6. Failure to Revise Estimates Mid-Year:

Advance tax liability must be re-estimated each quarter based on actual income trends. Continuing with initial projections, despite significant changes in income, may lead to a shortfall or excess payment.

Adjustments such as revised salary packages, bonuses, increased business turnover, additional rent, investment transactions, cessation of income sources, or other financial events during the year may alter tax projections. Periodic reconciliation ensures that tax payments align with real-time income estimates and statutory requirements for quarterly installments.

7. Overlooking Interest Implications:

Ignoring the impact of Sections 234B and 234C leads to unnecessary penalties. Taxpayers failing to pay their advance taxes in due time would be subject to the following interest consequences: -

· Interest u/s 234B of the IT Act

A taxpayer who is liable to pay advance tax u/s 208 of the IT Act and has either failed to pay the advance tax or the advance tax paid by the taxpayer is less than 90% of the assessed tax, would be liable to pay a simple interest at 1% per month or part of a month for default in payment of advance tax.

Such interest would be computed from the first day of the assessment year, i.e., from 1st April till the date of determination of income under section 143(1) or when a regular assessment is made, then till the date of such a regular assessment. It is pertinent to note that any tax paid till 31st March will be treated as advance tax.

Further, interest would be calculated on the amount by which the advance tax paid falls short of the assessed tax. However, in case the advance tax is not paid at all, the interest would be computed on the entire assessed tax.

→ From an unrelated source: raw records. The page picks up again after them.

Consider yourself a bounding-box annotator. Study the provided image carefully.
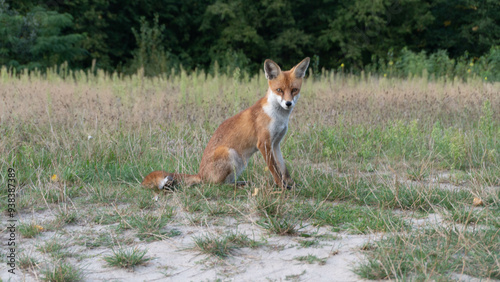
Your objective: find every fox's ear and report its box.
[264,59,281,80]
[292,57,310,78]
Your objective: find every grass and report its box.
[104,248,152,269]
[193,232,261,259]
[293,254,326,265]
[0,66,500,281]
[19,222,43,238]
[37,238,72,260]
[356,226,500,280]
[19,254,39,270]
[41,261,85,282]
[119,206,180,242]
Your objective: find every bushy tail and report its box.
[141,170,201,189]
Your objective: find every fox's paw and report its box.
[158,175,175,189]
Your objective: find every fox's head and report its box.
[264,57,310,110]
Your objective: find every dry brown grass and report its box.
[0,69,500,132]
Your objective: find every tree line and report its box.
[0,0,500,75]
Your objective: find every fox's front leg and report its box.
[273,144,295,190]
[257,141,293,189]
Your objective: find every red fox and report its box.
[142,58,309,195]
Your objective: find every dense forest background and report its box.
[0,0,500,80]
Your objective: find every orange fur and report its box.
[142,58,309,189]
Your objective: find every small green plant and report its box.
[19,254,38,270]
[120,206,180,241]
[104,247,152,269]
[37,239,72,259]
[193,232,260,258]
[257,215,304,235]
[19,222,43,238]
[41,261,84,282]
[293,254,326,265]
[299,240,319,248]
[56,210,78,225]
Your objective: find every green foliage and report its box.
[104,247,153,269]
[130,14,179,76]
[0,0,84,71]
[0,0,500,77]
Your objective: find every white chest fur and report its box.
[263,89,299,146]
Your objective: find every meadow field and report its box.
[0,68,500,281]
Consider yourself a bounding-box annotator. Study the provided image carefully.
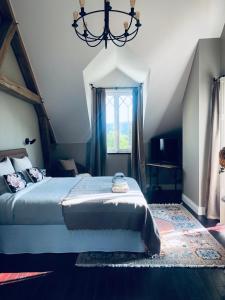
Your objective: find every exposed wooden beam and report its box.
[0,0,56,174]
[0,22,17,67]
[0,75,41,104]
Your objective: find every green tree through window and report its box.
[106,89,133,153]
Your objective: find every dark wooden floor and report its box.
[0,193,225,300]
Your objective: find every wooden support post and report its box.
[0,22,17,68]
[0,75,41,104]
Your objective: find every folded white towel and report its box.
[112,172,125,182]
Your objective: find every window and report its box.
[106,89,133,153]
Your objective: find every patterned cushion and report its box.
[4,172,27,193]
[27,168,44,183]
[59,159,78,176]
[11,156,32,172]
[0,157,15,176]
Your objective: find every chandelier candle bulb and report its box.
[72,0,142,49]
[83,22,87,30]
[130,0,136,8]
[73,11,79,21]
[136,11,140,20]
[123,22,129,30]
[79,0,85,7]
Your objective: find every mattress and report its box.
[0,177,140,225]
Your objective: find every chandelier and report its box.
[72,0,141,48]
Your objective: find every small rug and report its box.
[76,204,225,268]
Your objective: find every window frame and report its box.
[106,88,133,155]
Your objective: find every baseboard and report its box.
[182,194,205,216]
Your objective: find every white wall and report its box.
[0,49,43,167]
[183,48,199,204]
[10,0,225,143]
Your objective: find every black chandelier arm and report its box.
[123,29,138,42]
[72,0,141,48]
[107,18,133,39]
[109,33,127,47]
[110,28,138,42]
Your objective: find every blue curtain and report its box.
[90,88,107,176]
[131,86,146,193]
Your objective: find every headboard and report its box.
[0,148,28,161]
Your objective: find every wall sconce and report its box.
[24,138,36,145]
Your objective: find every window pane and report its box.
[106,89,133,153]
[119,93,132,151]
[106,95,117,152]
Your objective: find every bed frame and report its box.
[0,148,28,161]
[0,148,145,254]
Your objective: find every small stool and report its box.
[220,197,225,224]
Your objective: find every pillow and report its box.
[27,168,44,183]
[59,159,78,175]
[4,172,27,193]
[11,156,32,172]
[0,157,15,176]
[0,176,9,196]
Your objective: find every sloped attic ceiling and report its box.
[11,0,225,143]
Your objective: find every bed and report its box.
[0,148,160,254]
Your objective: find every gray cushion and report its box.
[0,157,15,176]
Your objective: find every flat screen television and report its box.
[151,137,182,165]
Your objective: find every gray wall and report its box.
[53,143,130,176]
[0,49,43,167]
[221,26,225,75]
[183,39,221,207]
[183,48,199,204]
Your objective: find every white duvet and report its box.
[0,177,80,225]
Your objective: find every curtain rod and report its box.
[90,83,143,90]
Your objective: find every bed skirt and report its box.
[0,225,144,254]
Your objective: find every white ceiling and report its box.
[11,0,225,143]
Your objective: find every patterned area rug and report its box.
[76,204,225,268]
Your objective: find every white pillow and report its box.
[0,157,15,176]
[0,176,9,196]
[12,156,32,172]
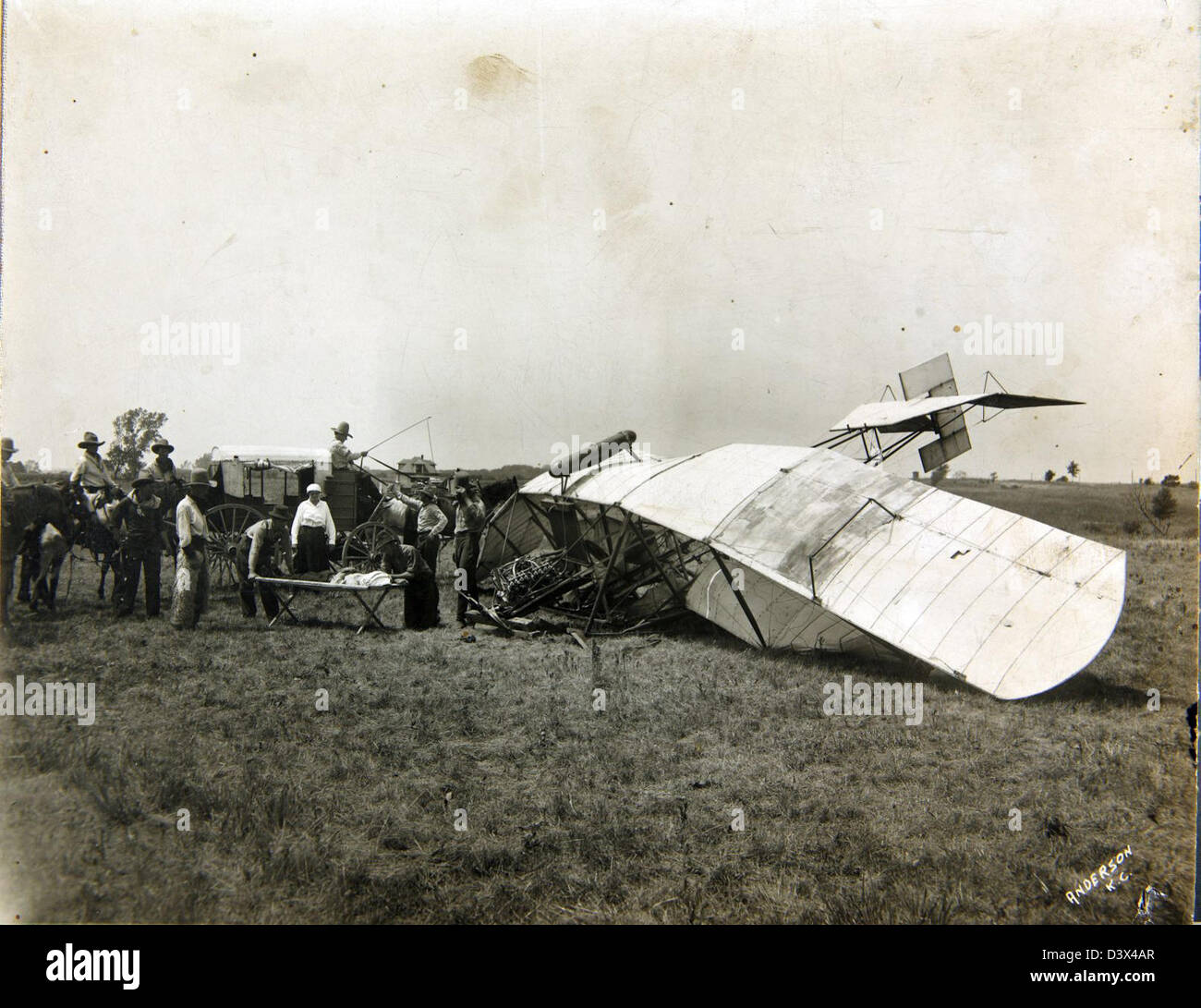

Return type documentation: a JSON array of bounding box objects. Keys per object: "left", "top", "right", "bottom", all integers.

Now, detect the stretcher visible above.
[{"left": 255, "top": 576, "right": 405, "bottom": 635}]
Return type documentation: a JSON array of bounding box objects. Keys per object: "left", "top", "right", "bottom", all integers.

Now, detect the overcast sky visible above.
[{"left": 0, "top": 0, "right": 1198, "bottom": 480}]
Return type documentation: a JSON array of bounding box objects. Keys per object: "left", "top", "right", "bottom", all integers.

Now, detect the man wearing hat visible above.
[
  {"left": 0, "top": 437, "right": 20, "bottom": 491},
  {"left": 71, "top": 431, "right": 121, "bottom": 511},
  {"left": 384, "top": 484, "right": 447, "bottom": 625},
  {"left": 147, "top": 437, "right": 179, "bottom": 484},
  {"left": 329, "top": 420, "right": 367, "bottom": 471},
  {"left": 109, "top": 472, "right": 171, "bottom": 619},
  {"left": 292, "top": 483, "right": 337, "bottom": 575},
  {"left": 171, "top": 468, "right": 213, "bottom": 629},
  {"left": 235, "top": 504, "right": 292, "bottom": 620},
  {"left": 451, "top": 473, "right": 487, "bottom": 625}
]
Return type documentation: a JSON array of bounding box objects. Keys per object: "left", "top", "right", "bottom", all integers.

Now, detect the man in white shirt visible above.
[
  {"left": 292, "top": 483, "right": 337, "bottom": 575},
  {"left": 171, "top": 468, "right": 212, "bottom": 629},
  {"left": 0, "top": 437, "right": 20, "bottom": 489},
  {"left": 71, "top": 431, "right": 124, "bottom": 511}
]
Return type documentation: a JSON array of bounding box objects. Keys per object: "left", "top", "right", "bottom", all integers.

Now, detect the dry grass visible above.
[{"left": 0, "top": 483, "right": 1197, "bottom": 924}]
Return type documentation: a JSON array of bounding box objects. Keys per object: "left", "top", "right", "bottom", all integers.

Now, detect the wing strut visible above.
[{"left": 709, "top": 547, "right": 768, "bottom": 650}]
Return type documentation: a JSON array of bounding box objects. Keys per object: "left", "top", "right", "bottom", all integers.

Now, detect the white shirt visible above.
[
  {"left": 292, "top": 497, "right": 337, "bottom": 547},
  {"left": 71, "top": 452, "right": 116, "bottom": 491},
  {"left": 176, "top": 497, "right": 209, "bottom": 549}
]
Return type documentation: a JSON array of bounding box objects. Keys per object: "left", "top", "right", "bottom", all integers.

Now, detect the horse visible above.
[{"left": 0, "top": 483, "right": 75, "bottom": 625}]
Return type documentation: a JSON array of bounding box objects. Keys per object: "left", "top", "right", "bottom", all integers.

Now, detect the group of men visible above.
[{"left": 0, "top": 421, "right": 485, "bottom": 629}]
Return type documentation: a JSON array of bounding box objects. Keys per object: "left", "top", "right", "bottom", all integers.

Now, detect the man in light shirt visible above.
[
  {"left": 171, "top": 468, "right": 212, "bottom": 629},
  {"left": 329, "top": 420, "right": 367, "bottom": 471},
  {"left": 0, "top": 437, "right": 20, "bottom": 489},
  {"left": 71, "top": 431, "right": 124, "bottom": 511},
  {"left": 452, "top": 476, "right": 487, "bottom": 625},
  {"left": 292, "top": 483, "right": 337, "bottom": 575},
  {"left": 235, "top": 504, "right": 292, "bottom": 620}
]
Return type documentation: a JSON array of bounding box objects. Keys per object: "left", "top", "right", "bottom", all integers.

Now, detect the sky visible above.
[{"left": 0, "top": 0, "right": 1198, "bottom": 481}]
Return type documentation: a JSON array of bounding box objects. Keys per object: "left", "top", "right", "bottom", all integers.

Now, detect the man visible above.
[
  {"left": 380, "top": 540, "right": 439, "bottom": 629},
  {"left": 71, "top": 431, "right": 123, "bottom": 512},
  {"left": 329, "top": 420, "right": 367, "bottom": 472},
  {"left": 111, "top": 472, "right": 171, "bottom": 619},
  {"left": 0, "top": 437, "right": 20, "bottom": 491},
  {"left": 451, "top": 475, "right": 485, "bottom": 625},
  {"left": 171, "top": 468, "right": 213, "bottom": 629},
  {"left": 147, "top": 437, "right": 179, "bottom": 484},
  {"left": 292, "top": 483, "right": 337, "bottom": 575},
  {"left": 235, "top": 504, "right": 292, "bottom": 620},
  {"left": 392, "top": 487, "right": 447, "bottom": 625}
]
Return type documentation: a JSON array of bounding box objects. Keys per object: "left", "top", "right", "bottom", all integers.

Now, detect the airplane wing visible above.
[
  {"left": 481, "top": 444, "right": 1125, "bottom": 699},
  {"left": 830, "top": 392, "right": 1085, "bottom": 433}
]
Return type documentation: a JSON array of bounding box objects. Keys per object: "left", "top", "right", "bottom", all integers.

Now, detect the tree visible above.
[
  {"left": 1150, "top": 487, "right": 1176, "bottom": 523},
  {"left": 104, "top": 408, "right": 167, "bottom": 480}
]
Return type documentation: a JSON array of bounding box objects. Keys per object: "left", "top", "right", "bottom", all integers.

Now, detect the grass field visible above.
[{"left": 0, "top": 480, "right": 1197, "bottom": 924}]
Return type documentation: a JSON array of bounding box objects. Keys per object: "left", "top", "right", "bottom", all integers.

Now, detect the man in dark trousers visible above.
[
  {"left": 235, "top": 504, "right": 292, "bottom": 620},
  {"left": 452, "top": 476, "right": 485, "bottom": 625},
  {"left": 111, "top": 472, "right": 171, "bottom": 617},
  {"left": 380, "top": 540, "right": 439, "bottom": 629}
]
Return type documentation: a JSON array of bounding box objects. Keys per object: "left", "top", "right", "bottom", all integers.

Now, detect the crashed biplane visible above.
[{"left": 480, "top": 355, "right": 1125, "bottom": 699}]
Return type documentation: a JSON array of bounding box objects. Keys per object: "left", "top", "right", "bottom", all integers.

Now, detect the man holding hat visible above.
[
  {"left": 329, "top": 420, "right": 367, "bottom": 472},
  {"left": 0, "top": 437, "right": 20, "bottom": 491},
  {"left": 292, "top": 483, "right": 337, "bottom": 575},
  {"left": 109, "top": 472, "right": 171, "bottom": 619},
  {"left": 171, "top": 468, "right": 213, "bottom": 629},
  {"left": 451, "top": 473, "right": 487, "bottom": 625},
  {"left": 235, "top": 504, "right": 292, "bottom": 620},
  {"left": 71, "top": 431, "right": 121, "bottom": 511}
]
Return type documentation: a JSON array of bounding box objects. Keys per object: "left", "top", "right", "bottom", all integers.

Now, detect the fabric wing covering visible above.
[{"left": 481, "top": 444, "right": 1125, "bottom": 699}]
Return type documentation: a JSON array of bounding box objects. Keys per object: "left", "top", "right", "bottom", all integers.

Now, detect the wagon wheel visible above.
[
  {"left": 204, "top": 504, "right": 263, "bottom": 588},
  {"left": 343, "top": 521, "right": 401, "bottom": 571}
]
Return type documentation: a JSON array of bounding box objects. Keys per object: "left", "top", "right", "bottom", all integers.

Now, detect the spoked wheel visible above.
[
  {"left": 343, "top": 521, "right": 404, "bottom": 571},
  {"left": 204, "top": 504, "right": 263, "bottom": 588}
]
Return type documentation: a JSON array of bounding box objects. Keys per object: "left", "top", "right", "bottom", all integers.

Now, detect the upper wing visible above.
[{"left": 830, "top": 392, "right": 1084, "bottom": 433}]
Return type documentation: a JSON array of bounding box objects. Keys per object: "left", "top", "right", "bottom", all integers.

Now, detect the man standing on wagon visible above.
[
  {"left": 292, "top": 483, "right": 337, "bottom": 575},
  {"left": 171, "top": 468, "right": 212, "bottom": 629},
  {"left": 329, "top": 420, "right": 367, "bottom": 472}
]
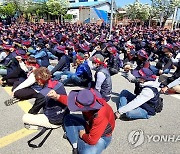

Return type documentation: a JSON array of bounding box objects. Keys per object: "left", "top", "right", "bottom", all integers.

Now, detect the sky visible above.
[{"left": 116, "top": 0, "right": 151, "bottom": 7}]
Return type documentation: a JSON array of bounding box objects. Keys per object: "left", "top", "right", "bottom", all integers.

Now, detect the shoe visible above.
[
  {"left": 4, "top": 98, "right": 20, "bottom": 106},
  {"left": 24, "top": 123, "right": 39, "bottom": 130},
  {"left": 114, "top": 111, "right": 121, "bottom": 120},
  {"left": 72, "top": 148, "right": 78, "bottom": 154},
  {"left": 63, "top": 133, "right": 67, "bottom": 140}
]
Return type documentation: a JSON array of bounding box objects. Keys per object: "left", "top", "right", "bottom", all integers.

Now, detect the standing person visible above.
[
  {"left": 91, "top": 54, "right": 112, "bottom": 101},
  {"left": 31, "top": 43, "right": 50, "bottom": 67},
  {"left": 47, "top": 89, "right": 115, "bottom": 154}
]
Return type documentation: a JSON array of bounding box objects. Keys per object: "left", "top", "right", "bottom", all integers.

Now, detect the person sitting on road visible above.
[
  {"left": 115, "top": 68, "right": 162, "bottom": 119},
  {"left": 47, "top": 89, "right": 115, "bottom": 154},
  {"left": 23, "top": 67, "right": 68, "bottom": 129},
  {"left": 90, "top": 54, "right": 112, "bottom": 101},
  {"left": 62, "top": 53, "right": 92, "bottom": 87}
]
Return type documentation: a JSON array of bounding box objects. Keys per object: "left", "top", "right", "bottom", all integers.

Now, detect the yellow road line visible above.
[
  {"left": 4, "top": 87, "right": 32, "bottom": 113},
  {"left": 0, "top": 128, "right": 37, "bottom": 148},
  {"left": 0, "top": 87, "right": 37, "bottom": 148}
]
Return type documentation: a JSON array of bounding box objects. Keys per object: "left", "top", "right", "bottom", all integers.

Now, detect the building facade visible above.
[{"left": 67, "top": 0, "right": 116, "bottom": 23}]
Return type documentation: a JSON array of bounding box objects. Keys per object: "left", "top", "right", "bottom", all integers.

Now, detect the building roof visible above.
[{"left": 70, "top": 0, "right": 110, "bottom": 8}]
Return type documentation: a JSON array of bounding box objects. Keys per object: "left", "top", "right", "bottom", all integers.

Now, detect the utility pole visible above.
[
  {"left": 109, "top": 0, "right": 114, "bottom": 37},
  {"left": 171, "top": 6, "right": 178, "bottom": 30}
]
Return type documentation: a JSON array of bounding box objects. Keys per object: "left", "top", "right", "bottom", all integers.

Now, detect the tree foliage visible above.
[
  {"left": 46, "top": 0, "right": 68, "bottom": 16},
  {"left": 125, "top": 0, "right": 151, "bottom": 21},
  {"left": 151, "top": 0, "right": 180, "bottom": 21},
  {"left": 1, "top": 3, "right": 16, "bottom": 16}
]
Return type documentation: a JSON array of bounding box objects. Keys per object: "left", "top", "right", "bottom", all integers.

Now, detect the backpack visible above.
[
  {"left": 27, "top": 82, "right": 69, "bottom": 148},
  {"left": 155, "top": 97, "right": 163, "bottom": 113}
]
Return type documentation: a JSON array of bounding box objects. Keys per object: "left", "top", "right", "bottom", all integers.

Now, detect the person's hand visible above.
[
  {"left": 79, "top": 130, "right": 86, "bottom": 138},
  {"left": 47, "top": 90, "right": 60, "bottom": 100},
  {"left": 124, "top": 65, "right": 132, "bottom": 72},
  {"left": 0, "top": 79, "right": 3, "bottom": 85},
  {"left": 16, "top": 56, "right": 22, "bottom": 62},
  {"left": 11, "top": 92, "right": 14, "bottom": 97},
  {"left": 159, "top": 70, "right": 163, "bottom": 75},
  {"left": 161, "top": 87, "right": 168, "bottom": 93},
  {"left": 168, "top": 52, "right": 173, "bottom": 58}
]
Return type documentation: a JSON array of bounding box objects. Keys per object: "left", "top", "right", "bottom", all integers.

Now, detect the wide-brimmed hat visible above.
[
  {"left": 163, "top": 43, "right": 173, "bottom": 53},
  {"left": 54, "top": 45, "right": 66, "bottom": 53},
  {"left": 137, "top": 49, "right": 148, "bottom": 59},
  {"left": 89, "top": 54, "right": 104, "bottom": 63},
  {"left": 68, "top": 89, "right": 105, "bottom": 112},
  {"left": 132, "top": 68, "right": 156, "bottom": 81},
  {"left": 79, "top": 43, "right": 90, "bottom": 51}
]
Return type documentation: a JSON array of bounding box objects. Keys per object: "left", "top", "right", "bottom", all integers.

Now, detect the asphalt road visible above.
[{"left": 0, "top": 70, "right": 180, "bottom": 154}]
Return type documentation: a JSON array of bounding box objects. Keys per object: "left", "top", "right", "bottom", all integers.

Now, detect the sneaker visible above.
[
  {"left": 24, "top": 123, "right": 39, "bottom": 130},
  {"left": 4, "top": 98, "right": 20, "bottom": 106},
  {"left": 114, "top": 111, "right": 121, "bottom": 120},
  {"left": 72, "top": 148, "right": 78, "bottom": 154},
  {"left": 63, "top": 133, "right": 67, "bottom": 140}
]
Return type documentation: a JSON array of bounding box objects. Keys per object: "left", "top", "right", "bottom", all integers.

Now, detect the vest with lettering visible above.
[
  {"left": 95, "top": 67, "right": 112, "bottom": 101},
  {"left": 139, "top": 86, "right": 160, "bottom": 115}
]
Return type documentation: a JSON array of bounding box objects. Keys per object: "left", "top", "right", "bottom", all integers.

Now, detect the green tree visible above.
[
  {"left": 2, "top": 3, "right": 16, "bottom": 16},
  {"left": 46, "top": 0, "right": 69, "bottom": 22},
  {"left": 125, "top": 0, "right": 151, "bottom": 21},
  {"left": 151, "top": 0, "right": 180, "bottom": 27}
]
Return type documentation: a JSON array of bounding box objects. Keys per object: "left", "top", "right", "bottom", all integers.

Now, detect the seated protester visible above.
[
  {"left": 122, "top": 49, "right": 150, "bottom": 83},
  {"left": 29, "top": 43, "right": 50, "bottom": 67},
  {"left": 161, "top": 77, "right": 180, "bottom": 94},
  {"left": 121, "top": 62, "right": 137, "bottom": 83},
  {"left": 4, "top": 65, "right": 42, "bottom": 106},
  {"left": 0, "top": 47, "right": 14, "bottom": 76},
  {"left": 23, "top": 67, "right": 67, "bottom": 129},
  {"left": 160, "top": 61, "right": 180, "bottom": 94},
  {"left": 0, "top": 56, "right": 27, "bottom": 86},
  {"left": 84, "top": 52, "right": 93, "bottom": 69},
  {"left": 45, "top": 44, "right": 58, "bottom": 60},
  {"left": 62, "top": 53, "right": 92, "bottom": 87},
  {"left": 47, "top": 89, "right": 115, "bottom": 154},
  {"left": 115, "top": 68, "right": 162, "bottom": 119},
  {"left": 170, "top": 42, "right": 180, "bottom": 64},
  {"left": 48, "top": 46, "right": 70, "bottom": 80},
  {"left": 123, "top": 48, "right": 137, "bottom": 69},
  {"left": 136, "top": 49, "right": 150, "bottom": 70},
  {"left": 90, "top": 54, "right": 112, "bottom": 101},
  {"left": 150, "top": 44, "right": 173, "bottom": 75},
  {"left": 107, "top": 47, "right": 120, "bottom": 75}
]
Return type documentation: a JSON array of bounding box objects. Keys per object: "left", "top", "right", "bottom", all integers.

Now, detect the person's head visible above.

Interest u/s 234C of the IT Act: Section 234C of the IT Act provides for the levy of interest for default in payment of installment(s) of advance tax. Such interest would be levied @ 1% simple interest per month or part of a month for short payment/ non-payment of individual instalment(s) of advance tax. Interest u/s 234C in case of deferment of different instalments of advance tax would be levied as follows:

Due date of InstallmentAmount PayableMinimum Amount Payable for Non-applicability of Interest u/s 234C of IT ActInterest Payable u/s 234C of IT Act
On or before 15th June15%12%1% x 3 months x shortfall in tax
On or before 15th September45%36%1% x 3 months x shortfall in tax
On or before 15th December75%75%1% x 3 months x shortfall in tax
On or before 15th March100%100%1% x 1 month x shortfall in tax

In the case of taxpayers opting for the presumptive taxation scheme u/s 44AD or 44ADA of the IT Act, Section 234C interest shall be levied if the advance tax paid on or before 15th March is less than 100% of the advance tax payable.

8. Factoring Capital Gains and Windfall Income

Short-term capital gains, sale of property, dividends, and other windfall gains are often overlooked while projecting income. These items must be factored in when computing advance tax liability.

However, relaxation has been provided where the shortfall arises on account of unforeseeable incomes such as capital gains, dividend income, winnings from lotteries etc. In such cases, no interest under Section 234C will be charged if the taxpayer pays the entire tax liability on such income as a part of the immediate following installments of advance tax (or by 31st March of the financial year, where no instalment is due).

9. Incorrect Use of Challan ITNS 280

Errors such as selecting the wrong assessment year, using the wrong minor head code (self-assessment tax instead of advance tax), or wrong PAN details result in a mismatch and denial of credit. The correct minor codes to be selected are minor code 0020 - Income-Tax On Companies (Corporation Tax) and minor code 0021 - Income Tax (Other Than Companies).